The Craic Economy covers bars, restaurants, hotels, comedy clubs, the performing arts, theatre, conferences, festivals, gigs, nightclubs and so on. Income in the “craic economy” hasn’t just fallen, it has dropped to zero.
The Craic Economy is based on people; robots are no craic. It is people who make the Craic Economy dance, and unemployment in the Craic Economy has sky-rocketed. The Craic Economy is incredibly creative and in terms of Ireland’s brand, it is where Ireland is world-renowned.
You don’t come to Ireland for the sun, you come for the craic, whether that’s music, festivals, bars or more generally, the friendliness of the people. It’s hard to do craic with social distancing.
A craic bailout
Luckily for us, there is no financial constraint for a craic bailout. The ECB has set interest rates to zero. The NTMA borrowed billions this week at negative interest rates. This means that money is free.
The State needs to spend when the private sector is saving, which is what is happening now. The country should issue a perpetual bond, as George Soros is advising the EU to do, or a 100-year bond as Austria did two weeks ago, to cover spending.
At zero interest rates and with the ECB ready to buy whatever the government issues, fiscal policy becomes monetary policy. This means the Government just issues IOUs, gets the money and can spend the money whatever way it chooses. A craic bailout should be first on the list.
Relief needs to be targeted, as the Craic Economy has faltered while parts of the tech and telecoms economy have soared. Rather than dilly-dally around with VAT cuts or grants, the State could simply transfer money into the accounts of small businesses in the craic economy to (a) prevent a credit crunch in the sector, (2) prevent mass bankruptcies (3) encourage the businesses to keep on staff and (4) preserve the Craic Economy.
When the State can borrow at close to or even less than zero interest rates, the money is free. Free money should be deployed because that is what it is for. The Pandession was not caused by economics, nor will it be brought to a halt by economics.
Only science can stop Covid. In the meantime, the Craic Economy is being destroyed. Unfortunately for Ireland, we are better craic than many countries, and so we suffer more. The jump we have seen in unemployment here has been higher than almost any other jurisdiction. But the solution is at hand in free money.

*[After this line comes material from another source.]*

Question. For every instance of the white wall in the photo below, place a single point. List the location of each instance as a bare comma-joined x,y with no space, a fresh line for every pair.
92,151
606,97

People worry about the cost; this is understandable but not realistic. The immediate cost to the State is negligible. Be assured, long-term economic viability is what drives creditworthiness, which is why Japan can continue to borrow for generations at debt ratios of close to 300 per cent of income.
In contrast, countries that willingly look on as their economies collapse will be the countries that the markets avoid because their balance sheets are destroyed by inactivity.
Rather than worry about the future debt-market conditions, be assured that the cost of not saving the Craic Economy is much greater in terms of closed businesses, lost tax revenue, long-term unemployment and the massive social cost to our cities, towns and villages.